I would like x to be the integer part of x/y , how do I do this?

I have tried

x /= y;
x = x.intValue();

But am receiving a double cannot be dereferenced error in TIO which I presume means the double x does not have that method

IO x = x\y: Carry out float division then round towards -∞

NB all I'm after is to change this code to add in floor division with \

Answer 1

If a smaller data type is assigned to a bigger data type, there'll be no error. But the assignment of bigger to smaller gives error. In this case, you need to make compatible these data types with each other using type conversion ('x = (Type) y'). Converting a double to int is an example of assigning a bigger data type (double) to smaller (int). When we perform this operation, the double variable lost its precision and its "integer part" is assigned to the int variable.

double x = 3, y = 2;
x /= y;
int integerPart = (int) x;
System.out.println(integerPart); // Prints 1

From small to big, the numeric data types are as follows btw:

byte < short < int < long < float < double

Edit: After your last edit I realized what you actually ask. Your first expression was wrong. You don't want to find integer part of the double result of division, you want its floor. Just use java.lang.Math.floor:

double[] x = {-10, -7, 1, 3, 7.1, 9.5};
double[] y = {-10, -7, -1.7, 0.5, 7.1, 9.5};
for (int i = 0; i < y.length; i++) {
  for (int j = 0; j < x.length; j++)
    System.out.print(Math.floor(x[j] / y[i]) + " ");
    System.out.println();
}

Answer 2

Force integer division on a double?

To force integer division, use int or long (for the calculation part); long would probably be the better choice:

x = (double)((long)x / (long)y);

That uses an explicit cast back to double for emphasis; you can just write it with the implicit cast back to double if you prefer:

x = (long)x / (long)y;

Do note that (long)y on a non-zero y can result in 0 (for instance, if y is 0.3), which then ends up being division-by-zero and thus a runtime exception.

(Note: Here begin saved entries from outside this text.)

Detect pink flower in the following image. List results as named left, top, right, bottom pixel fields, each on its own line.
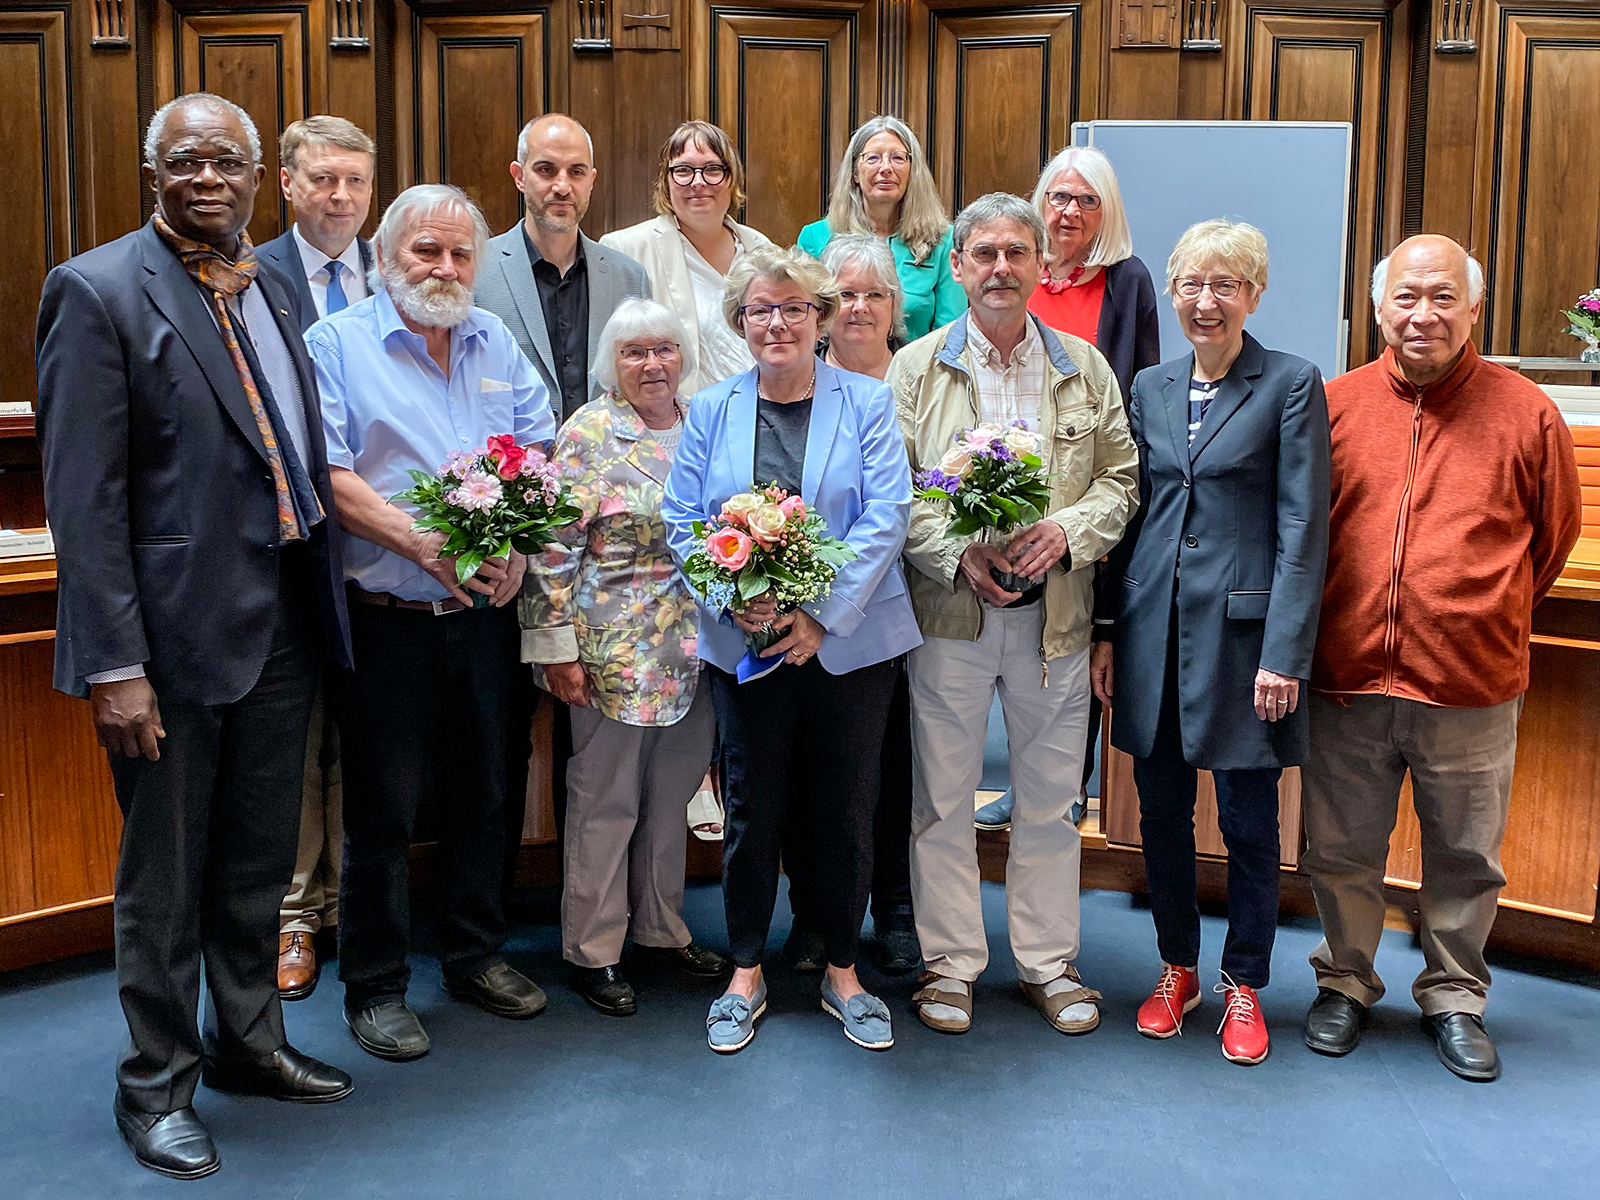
left=778, top=495, right=806, bottom=521
left=599, top=495, right=626, bottom=518
left=451, top=471, right=503, bottom=513
left=1581, top=296, right=1600, bottom=313
left=707, top=528, right=753, bottom=569
left=495, top=445, right=527, bottom=480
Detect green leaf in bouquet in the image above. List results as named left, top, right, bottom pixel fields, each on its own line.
left=440, top=530, right=472, bottom=556
left=691, top=520, right=707, bottom=538
left=947, top=512, right=982, bottom=537
left=1012, top=499, right=1044, bottom=526
left=812, top=541, right=858, bottom=567
left=993, top=496, right=1021, bottom=524
left=456, top=546, right=487, bottom=583
left=736, top=568, right=771, bottom=602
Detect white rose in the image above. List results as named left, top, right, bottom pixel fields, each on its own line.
left=1003, top=426, right=1042, bottom=455
left=939, top=447, right=975, bottom=479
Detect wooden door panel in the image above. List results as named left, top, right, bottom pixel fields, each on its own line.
left=414, top=12, right=547, bottom=238
left=1227, top=2, right=1410, bottom=369
left=0, top=9, right=71, bottom=414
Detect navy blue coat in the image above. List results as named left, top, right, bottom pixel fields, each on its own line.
left=255, top=229, right=374, bottom=332
left=1098, top=332, right=1330, bottom=770
left=1095, top=255, right=1163, bottom=407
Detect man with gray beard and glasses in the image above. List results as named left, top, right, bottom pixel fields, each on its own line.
left=306, top=184, right=557, bottom=1062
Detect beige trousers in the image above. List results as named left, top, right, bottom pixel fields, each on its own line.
left=280, top=688, right=342, bottom=935
left=908, top=604, right=1090, bottom=985
left=561, top=686, right=716, bottom=969
left=1301, top=692, right=1521, bottom=1016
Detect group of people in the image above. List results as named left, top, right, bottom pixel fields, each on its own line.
left=33, top=91, right=1582, bottom=1181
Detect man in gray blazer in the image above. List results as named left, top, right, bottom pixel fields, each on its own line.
left=476, top=113, right=650, bottom=425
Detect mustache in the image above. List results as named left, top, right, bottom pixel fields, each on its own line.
left=981, top=276, right=1021, bottom=292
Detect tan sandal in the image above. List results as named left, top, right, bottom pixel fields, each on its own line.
left=913, top=971, right=972, bottom=1034
left=1020, top=965, right=1102, bottom=1034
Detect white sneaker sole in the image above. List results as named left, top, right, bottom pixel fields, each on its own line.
left=1137, top=992, right=1202, bottom=1040
left=708, top=1001, right=765, bottom=1054
left=822, top=998, right=894, bottom=1050
left=1222, top=1042, right=1270, bottom=1065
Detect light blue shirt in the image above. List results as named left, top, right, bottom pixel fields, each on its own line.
left=308, top=288, right=557, bottom=601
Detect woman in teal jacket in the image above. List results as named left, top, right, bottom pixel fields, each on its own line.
left=796, top=116, right=965, bottom=341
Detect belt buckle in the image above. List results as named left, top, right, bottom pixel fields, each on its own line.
left=430, top=598, right=458, bottom=616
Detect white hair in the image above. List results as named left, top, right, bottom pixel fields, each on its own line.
left=1031, top=146, right=1133, bottom=268
left=820, top=232, right=907, bottom=339
left=593, top=298, right=696, bottom=394
left=144, top=93, right=261, bottom=167
left=517, top=114, right=594, bottom=164
left=1371, top=249, right=1485, bottom=306
left=369, top=184, right=491, bottom=290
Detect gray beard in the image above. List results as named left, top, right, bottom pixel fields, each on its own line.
left=383, top=263, right=474, bottom=328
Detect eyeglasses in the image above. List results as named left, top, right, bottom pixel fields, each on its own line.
left=1046, top=190, right=1101, bottom=212
left=960, top=243, right=1037, bottom=268
left=161, top=155, right=254, bottom=180
left=1173, top=278, right=1248, bottom=300
left=619, top=342, right=681, bottom=365
left=668, top=163, right=730, bottom=187
left=859, top=151, right=910, bottom=170
left=839, top=290, right=891, bottom=306
left=740, top=301, right=818, bottom=326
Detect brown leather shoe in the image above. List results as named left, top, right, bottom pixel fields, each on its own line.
left=278, top=931, right=319, bottom=1001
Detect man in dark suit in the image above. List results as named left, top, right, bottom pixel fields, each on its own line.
left=255, top=115, right=376, bottom=331
left=35, top=91, right=356, bottom=1181
left=254, top=115, right=375, bottom=1002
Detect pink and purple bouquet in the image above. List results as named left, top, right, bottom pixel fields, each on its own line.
left=1563, top=287, right=1600, bottom=351
left=394, top=433, right=581, bottom=586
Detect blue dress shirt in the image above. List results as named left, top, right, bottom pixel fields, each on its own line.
left=308, top=288, right=557, bottom=601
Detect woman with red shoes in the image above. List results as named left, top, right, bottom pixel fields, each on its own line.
left=1090, top=219, right=1330, bottom=1064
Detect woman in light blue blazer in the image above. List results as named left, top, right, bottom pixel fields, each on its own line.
left=663, top=245, right=920, bottom=1055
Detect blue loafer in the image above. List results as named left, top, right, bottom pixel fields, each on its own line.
left=820, top=980, right=894, bottom=1050
left=974, top=790, right=1013, bottom=831
left=707, top=980, right=766, bottom=1054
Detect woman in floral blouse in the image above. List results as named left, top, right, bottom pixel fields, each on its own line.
left=522, top=298, right=731, bottom=1018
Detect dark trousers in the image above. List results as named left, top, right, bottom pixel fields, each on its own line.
left=712, top=657, right=897, bottom=969
left=109, top=547, right=319, bottom=1114
left=1133, top=638, right=1283, bottom=988
left=332, top=601, right=517, bottom=1009
left=785, top=656, right=914, bottom=931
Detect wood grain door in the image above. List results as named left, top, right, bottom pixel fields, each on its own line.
left=693, top=2, right=874, bottom=248
left=1226, top=1, right=1411, bottom=369
left=908, top=2, right=1102, bottom=216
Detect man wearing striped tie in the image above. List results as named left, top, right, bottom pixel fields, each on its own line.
left=256, top=116, right=376, bottom=1002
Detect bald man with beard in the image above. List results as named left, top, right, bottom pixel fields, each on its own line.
left=1299, top=235, right=1581, bottom=1081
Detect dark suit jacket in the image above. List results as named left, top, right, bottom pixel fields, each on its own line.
left=1095, top=255, right=1162, bottom=407
left=35, top=220, right=353, bottom=703
left=255, top=228, right=374, bottom=332
left=1098, top=332, right=1330, bottom=770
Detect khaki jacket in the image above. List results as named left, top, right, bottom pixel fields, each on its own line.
left=887, top=312, right=1139, bottom=671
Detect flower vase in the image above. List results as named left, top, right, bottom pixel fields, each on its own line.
left=1582, top=339, right=1600, bottom=365
left=982, top=526, right=1034, bottom=598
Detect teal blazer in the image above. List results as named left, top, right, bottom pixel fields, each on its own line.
left=797, top=219, right=967, bottom=341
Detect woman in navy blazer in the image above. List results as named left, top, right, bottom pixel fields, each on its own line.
left=1091, top=220, right=1330, bottom=1066
left=663, top=245, right=920, bottom=1055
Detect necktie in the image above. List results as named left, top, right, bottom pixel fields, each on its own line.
left=324, top=259, right=349, bottom=314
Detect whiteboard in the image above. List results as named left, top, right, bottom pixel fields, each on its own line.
left=1072, top=120, right=1352, bottom=379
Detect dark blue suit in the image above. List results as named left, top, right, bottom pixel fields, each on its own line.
left=255, top=228, right=374, bottom=332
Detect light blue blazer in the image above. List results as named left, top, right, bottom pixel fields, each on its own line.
left=663, top=358, right=922, bottom=675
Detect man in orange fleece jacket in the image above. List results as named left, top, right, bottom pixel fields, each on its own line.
left=1299, top=235, right=1581, bottom=1082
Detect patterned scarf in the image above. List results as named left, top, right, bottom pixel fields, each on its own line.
left=152, top=213, right=322, bottom=541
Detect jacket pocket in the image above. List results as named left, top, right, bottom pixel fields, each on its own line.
left=131, top=536, right=190, bottom=546
left=1226, top=590, right=1271, bottom=620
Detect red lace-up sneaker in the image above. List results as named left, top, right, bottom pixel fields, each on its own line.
left=1136, top=964, right=1201, bottom=1039
left=1216, top=975, right=1269, bottom=1065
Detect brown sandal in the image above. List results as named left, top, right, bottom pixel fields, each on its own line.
left=1020, top=965, right=1102, bottom=1034
left=913, top=971, right=973, bottom=1034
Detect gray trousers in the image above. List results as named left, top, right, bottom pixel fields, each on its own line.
left=562, top=686, right=716, bottom=968
left=1301, top=692, right=1521, bottom=1016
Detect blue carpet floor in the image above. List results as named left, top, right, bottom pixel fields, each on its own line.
left=3, top=883, right=1597, bottom=1199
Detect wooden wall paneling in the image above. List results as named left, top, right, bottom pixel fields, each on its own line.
left=695, top=3, right=873, bottom=249
left=909, top=3, right=1100, bottom=216
left=73, top=0, right=142, bottom=250
left=326, top=3, right=380, bottom=240
left=1472, top=6, right=1600, bottom=359
left=1226, top=2, right=1411, bottom=369
left=413, top=9, right=549, bottom=239
left=0, top=7, right=72, bottom=414
left=1415, top=7, right=1478, bottom=247
left=573, top=46, right=686, bottom=236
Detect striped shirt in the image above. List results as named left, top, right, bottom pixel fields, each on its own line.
left=1188, top=377, right=1221, bottom=447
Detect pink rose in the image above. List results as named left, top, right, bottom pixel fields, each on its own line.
left=778, top=495, right=806, bottom=521
left=707, top=528, right=753, bottom=569
left=495, top=445, right=527, bottom=480
left=745, top=504, right=787, bottom=548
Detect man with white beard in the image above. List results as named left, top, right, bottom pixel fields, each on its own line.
left=307, top=184, right=557, bottom=1062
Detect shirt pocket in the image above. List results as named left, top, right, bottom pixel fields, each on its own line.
left=475, top=390, right=516, bottom=438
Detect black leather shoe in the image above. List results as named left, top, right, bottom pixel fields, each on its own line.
left=444, top=960, right=548, bottom=1019
left=638, top=941, right=732, bottom=978
left=344, top=999, right=431, bottom=1061
left=573, top=964, right=637, bottom=1016
left=873, top=922, right=922, bottom=974
left=113, top=1093, right=219, bottom=1180
left=1423, top=1011, right=1501, bottom=1082
left=1304, top=988, right=1367, bottom=1056
left=783, top=921, right=826, bottom=973
left=202, top=1045, right=354, bottom=1103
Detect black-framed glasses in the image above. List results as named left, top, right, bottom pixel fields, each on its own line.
left=161, top=154, right=254, bottom=180
left=1046, top=189, right=1101, bottom=212
left=740, top=301, right=817, bottom=326
left=960, top=243, right=1036, bottom=268
left=1173, top=277, right=1247, bottom=300
left=668, top=162, right=730, bottom=187
left=859, top=151, right=910, bottom=169
left=618, top=342, right=681, bottom=365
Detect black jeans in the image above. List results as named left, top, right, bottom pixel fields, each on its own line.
left=1133, top=636, right=1283, bottom=988
left=712, top=657, right=897, bottom=969
left=109, top=546, right=319, bottom=1113
left=332, top=600, right=517, bottom=1009
left=785, top=656, right=914, bottom=932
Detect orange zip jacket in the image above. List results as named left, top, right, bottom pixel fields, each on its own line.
left=1311, top=342, right=1581, bottom=707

I would like x to be the integer part of x/y

That's a different question than the title; that's not integer division, that's getting the integer part of the result of floating point division. If that's what you want, just cast the result:

x = (long)(x / y);

...(and of course the long is then implicitly cast back to double) or use Math.floor on it.

---

I have tried

x /= y;
x = x.intValue();

But am receiving a double cannot be dereferenced error

Right. x is a double, not Double. Primitives (like double) don't have methods, only reference types (like Double) do.

Answer 3

x = java.lang.Math.floor(x/y);

Relying on some Math function is arguably the best choice. "Returns the largest (closest to positive infinity) double value that is less than or equal to the argument and is equal to a mathematical integer."

If you need the symmetric version (truncation towards zero), you'll have to handle negative quotients:

 floor(abs(x/y))*signum(x/y)